I understand that fascial stretch/massage therapy is provided for stress reduction, relaxation, relief from muscular tension, and improvement of circulation, range of motion and energy flow.
If I experience pain or discomfort during the session, I will immediately inform my practitioner so that pressure can be adjusted to my level of comfort. I will not hold my practitioner responsible for any pain or discomfort experienced during or after the session.
I affirm that I have notified my practitioner of any changes in my health and medical condition. I understand that there shall be no liability on the instructor(s) part should I forget to do so.
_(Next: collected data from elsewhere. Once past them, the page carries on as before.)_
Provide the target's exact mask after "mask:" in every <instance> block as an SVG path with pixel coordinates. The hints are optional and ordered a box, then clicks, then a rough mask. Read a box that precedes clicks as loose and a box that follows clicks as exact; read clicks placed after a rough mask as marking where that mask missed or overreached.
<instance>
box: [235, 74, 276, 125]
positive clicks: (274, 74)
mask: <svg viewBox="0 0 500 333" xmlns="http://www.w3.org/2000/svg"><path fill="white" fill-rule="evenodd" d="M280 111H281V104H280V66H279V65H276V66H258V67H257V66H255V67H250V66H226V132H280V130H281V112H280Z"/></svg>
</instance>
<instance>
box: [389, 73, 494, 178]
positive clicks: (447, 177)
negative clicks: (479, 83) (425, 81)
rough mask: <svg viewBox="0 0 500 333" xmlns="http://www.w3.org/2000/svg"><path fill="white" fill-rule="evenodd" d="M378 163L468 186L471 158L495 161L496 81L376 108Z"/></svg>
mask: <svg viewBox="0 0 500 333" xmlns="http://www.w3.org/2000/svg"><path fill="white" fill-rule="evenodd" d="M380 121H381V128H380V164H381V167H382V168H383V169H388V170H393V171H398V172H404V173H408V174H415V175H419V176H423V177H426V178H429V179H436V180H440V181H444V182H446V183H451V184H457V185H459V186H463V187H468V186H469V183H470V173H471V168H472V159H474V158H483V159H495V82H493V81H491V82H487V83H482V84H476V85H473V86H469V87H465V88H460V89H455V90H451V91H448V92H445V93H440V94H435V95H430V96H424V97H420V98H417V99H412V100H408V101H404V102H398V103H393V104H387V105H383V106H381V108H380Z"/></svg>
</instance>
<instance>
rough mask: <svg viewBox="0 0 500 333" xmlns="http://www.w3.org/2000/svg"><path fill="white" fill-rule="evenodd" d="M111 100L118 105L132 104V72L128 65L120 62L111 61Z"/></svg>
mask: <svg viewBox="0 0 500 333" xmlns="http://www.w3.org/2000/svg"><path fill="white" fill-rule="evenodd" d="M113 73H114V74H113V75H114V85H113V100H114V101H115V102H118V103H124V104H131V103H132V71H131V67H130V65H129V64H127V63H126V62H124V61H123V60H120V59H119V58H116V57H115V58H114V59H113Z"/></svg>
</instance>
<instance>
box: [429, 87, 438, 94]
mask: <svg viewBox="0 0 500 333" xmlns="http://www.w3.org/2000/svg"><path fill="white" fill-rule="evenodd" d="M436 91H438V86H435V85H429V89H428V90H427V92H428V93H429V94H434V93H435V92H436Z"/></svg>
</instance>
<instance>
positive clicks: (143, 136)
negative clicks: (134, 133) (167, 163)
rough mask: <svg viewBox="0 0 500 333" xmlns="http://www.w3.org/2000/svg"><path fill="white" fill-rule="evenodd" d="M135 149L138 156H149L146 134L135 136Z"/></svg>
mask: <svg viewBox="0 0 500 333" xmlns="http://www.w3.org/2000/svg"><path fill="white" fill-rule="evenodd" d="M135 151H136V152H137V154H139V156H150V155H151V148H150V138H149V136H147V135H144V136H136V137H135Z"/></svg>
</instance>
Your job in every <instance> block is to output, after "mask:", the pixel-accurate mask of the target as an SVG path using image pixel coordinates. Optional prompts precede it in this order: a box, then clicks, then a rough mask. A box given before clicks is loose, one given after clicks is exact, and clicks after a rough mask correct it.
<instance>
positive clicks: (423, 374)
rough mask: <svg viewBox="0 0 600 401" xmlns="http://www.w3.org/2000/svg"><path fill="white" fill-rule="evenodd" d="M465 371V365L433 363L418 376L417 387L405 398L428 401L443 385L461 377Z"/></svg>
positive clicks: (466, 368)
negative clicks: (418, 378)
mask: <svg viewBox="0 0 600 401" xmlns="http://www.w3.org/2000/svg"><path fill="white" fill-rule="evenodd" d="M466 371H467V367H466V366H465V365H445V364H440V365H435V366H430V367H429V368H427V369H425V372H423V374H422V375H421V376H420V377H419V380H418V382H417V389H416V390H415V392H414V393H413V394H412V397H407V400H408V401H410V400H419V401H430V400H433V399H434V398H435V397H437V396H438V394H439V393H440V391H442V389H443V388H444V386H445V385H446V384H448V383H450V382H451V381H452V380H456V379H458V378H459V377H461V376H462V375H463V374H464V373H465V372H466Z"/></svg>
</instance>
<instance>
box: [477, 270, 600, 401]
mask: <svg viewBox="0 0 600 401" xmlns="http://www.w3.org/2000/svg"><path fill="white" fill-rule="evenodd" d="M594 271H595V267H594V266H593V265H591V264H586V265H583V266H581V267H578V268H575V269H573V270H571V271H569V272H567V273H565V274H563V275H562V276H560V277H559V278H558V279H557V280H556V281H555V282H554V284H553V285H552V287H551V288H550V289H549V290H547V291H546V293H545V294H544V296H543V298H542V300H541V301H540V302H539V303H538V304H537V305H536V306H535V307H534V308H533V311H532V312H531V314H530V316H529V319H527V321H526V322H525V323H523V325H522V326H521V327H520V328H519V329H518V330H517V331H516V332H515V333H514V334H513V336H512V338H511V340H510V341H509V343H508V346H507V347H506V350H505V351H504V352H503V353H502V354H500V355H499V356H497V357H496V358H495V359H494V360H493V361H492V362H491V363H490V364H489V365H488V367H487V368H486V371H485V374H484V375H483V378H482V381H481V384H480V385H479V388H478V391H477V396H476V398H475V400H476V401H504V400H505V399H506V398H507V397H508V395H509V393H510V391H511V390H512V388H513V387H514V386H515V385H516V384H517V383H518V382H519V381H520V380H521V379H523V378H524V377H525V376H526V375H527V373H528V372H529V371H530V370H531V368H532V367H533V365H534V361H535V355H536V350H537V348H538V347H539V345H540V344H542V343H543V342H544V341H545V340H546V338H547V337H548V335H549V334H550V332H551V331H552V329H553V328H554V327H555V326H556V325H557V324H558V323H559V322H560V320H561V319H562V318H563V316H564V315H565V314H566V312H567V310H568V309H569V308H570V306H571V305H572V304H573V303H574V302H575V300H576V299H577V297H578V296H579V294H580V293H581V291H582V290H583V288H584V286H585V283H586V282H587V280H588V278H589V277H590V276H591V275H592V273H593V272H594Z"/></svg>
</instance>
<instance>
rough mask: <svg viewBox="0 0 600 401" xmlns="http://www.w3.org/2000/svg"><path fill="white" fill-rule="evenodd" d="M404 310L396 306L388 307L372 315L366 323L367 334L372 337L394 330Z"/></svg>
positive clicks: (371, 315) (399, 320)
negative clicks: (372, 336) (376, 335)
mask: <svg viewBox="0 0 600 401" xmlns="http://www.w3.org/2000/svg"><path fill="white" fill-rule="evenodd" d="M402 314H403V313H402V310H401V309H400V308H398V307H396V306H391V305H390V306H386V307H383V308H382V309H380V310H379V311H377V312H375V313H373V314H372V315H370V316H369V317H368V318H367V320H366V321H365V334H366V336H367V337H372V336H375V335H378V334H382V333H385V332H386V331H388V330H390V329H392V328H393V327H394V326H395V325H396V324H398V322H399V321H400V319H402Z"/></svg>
I understand that stretch/massage therapy sessions are designed to assist in greater stretch gains and are non-sexual in nature.
I understand that there is a 24-hour cancellation policy. If I am unable to cancel before that time I will be responsible for the costs associated with that session.
I agree that this is a cash only business and insurance will not be accepted. Health Savings Accounts are accepted, however client is responsible for obtaining documentation.
I understand the services offered today are not a substitute for medical care. I understand that my practitioner is not qualified to perform spinal or skeletal adjustments,diagnose, prescribe, or treat physical or mental illness.
By signing this release (typing my name below), I hereby waive and release my practitioner from any and all liability,past, present and future relating to these fascial stretch/massage sessions/bodywork. I have read and agree to these policies therein.